I am trying to have a better understanding about free and bound variables. Here is an example code:
(define (what-kind-of-var? guess x)
(< (abs (- (square guess) x))
0.001))
I see that bound variables here would be guess
and x
, and free variables <
, abs
, -
, and square
. What if I called what-kind-of-var?
recursively? Would it be a bound variable because it is binding itself?
Thanks!
It would, under dynamic binding, but Scheme has lexical scoping.
But actually it is neither. "Free" or "bound" comes from lambda calculus. what-kind-of-var?
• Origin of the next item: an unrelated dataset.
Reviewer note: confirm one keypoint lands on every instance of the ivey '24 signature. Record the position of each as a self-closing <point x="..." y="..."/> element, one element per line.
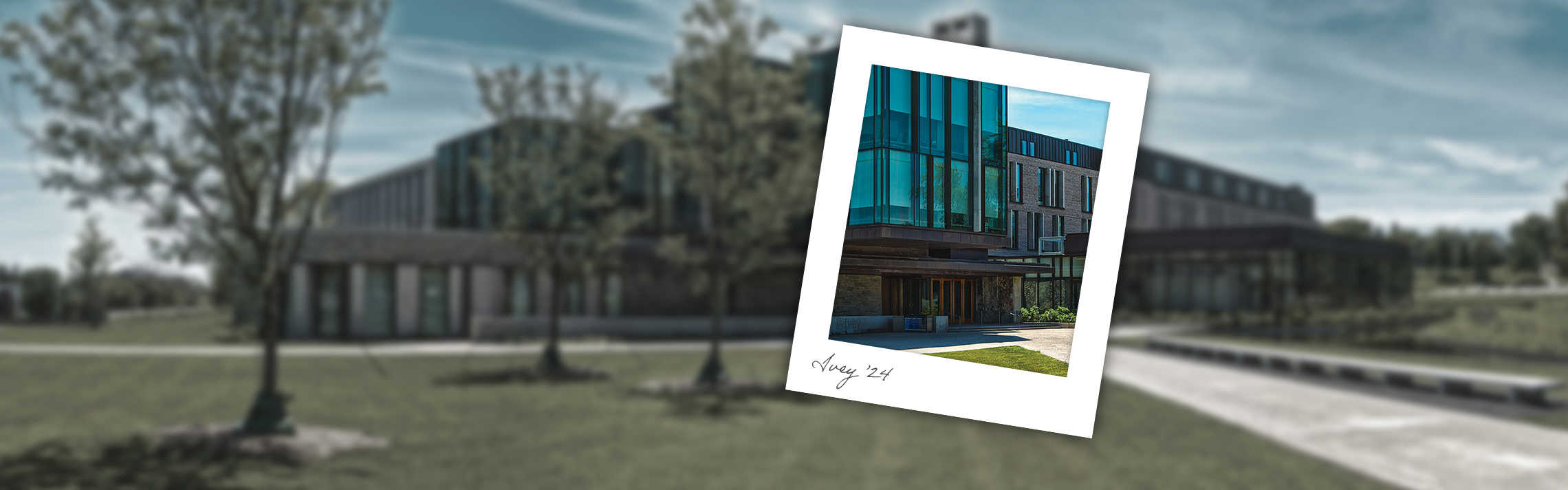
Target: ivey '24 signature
<point x="849" y="372"/>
is a top-level variable, naming that lambda expression,
(define what-kind-of-var?
(lambda (guess x) ;; this
(< (abs (- (square guess) x))
0.001)))
but in lambda calculus expressions cannot be named. The only way to call it recursively in lambda calculus is to use Y combinator:
((Y (lambda (what-kind-of-var?) ;; outer
(lambda (guess x) ;; inner
(if (< (abs (- (square guess) x))
0.001)
guess
(what-kind-of-var? (+ 1 guess) x)))))
4 25)
and now of course what-kind-of-var?
is bound inside that new lambda expression under Y
. It's free in the nested, inner lambda, but bound in the outer one.